Standing on the pier, looking across the water she realized this relationship would never work. It wasn’t for lack of love. There was huge, passionate, deep love here. It was simple but sad. She had chosen him, but he had never chosen her – not fully, anyway. He loves her, she knows, but in his own way, as a very self-absorbed man who thought love was a feeling, with behaviours that only suited him. She knew she had given tolerance and tried to understand their differences – beyond what was reasonable, for too long.

If only she had gone slower. If only she had looked at the values that they didn’t share, as well as the one’s they did. “How can I do this better next time?”

She thought about what was good and what was missing, and that helped her get clear on requirements: playfulness, laughter, honesty, transparency, trust, respect, fairness, consideration, tenacity, loyalty, tolerance, self-discipline, contribution, orderliness, generousity, presence.
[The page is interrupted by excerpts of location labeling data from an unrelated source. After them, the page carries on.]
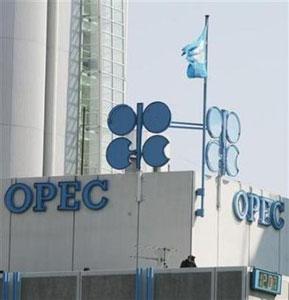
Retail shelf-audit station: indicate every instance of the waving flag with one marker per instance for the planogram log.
(196, 56)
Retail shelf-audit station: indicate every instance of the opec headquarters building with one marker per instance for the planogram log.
(74, 228)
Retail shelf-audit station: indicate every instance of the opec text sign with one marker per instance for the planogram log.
(20, 197)
(252, 207)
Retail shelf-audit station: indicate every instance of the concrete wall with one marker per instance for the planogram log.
(22, 84)
(171, 284)
(104, 239)
(34, 56)
(56, 89)
(232, 242)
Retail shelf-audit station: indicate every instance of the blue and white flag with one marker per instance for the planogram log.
(196, 56)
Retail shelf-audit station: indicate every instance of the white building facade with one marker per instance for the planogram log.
(56, 57)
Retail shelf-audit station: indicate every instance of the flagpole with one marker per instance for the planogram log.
(200, 212)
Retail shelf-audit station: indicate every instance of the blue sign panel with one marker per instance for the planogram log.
(224, 128)
(265, 281)
(118, 153)
(44, 192)
(157, 117)
(122, 120)
(155, 144)
(251, 207)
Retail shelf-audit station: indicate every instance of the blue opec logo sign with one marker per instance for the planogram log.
(42, 193)
(251, 207)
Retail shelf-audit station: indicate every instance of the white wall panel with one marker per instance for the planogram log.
(205, 230)
(233, 235)
(41, 241)
(105, 239)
Are these even possible to ask for? “It is what I want, but also what I give.”


Does this sound familiar?

How would you like to get into a relationship with your eyes wide open, informed by a lifetime of actions driven by similar basic values?

The answer to harmony is the compatibility.

Compatibility comes from shared, overlapping primary values.

Whether it is a love relationship, a family or a work environment, the quality of your life is totally dependent on choosing who you spend the most time with.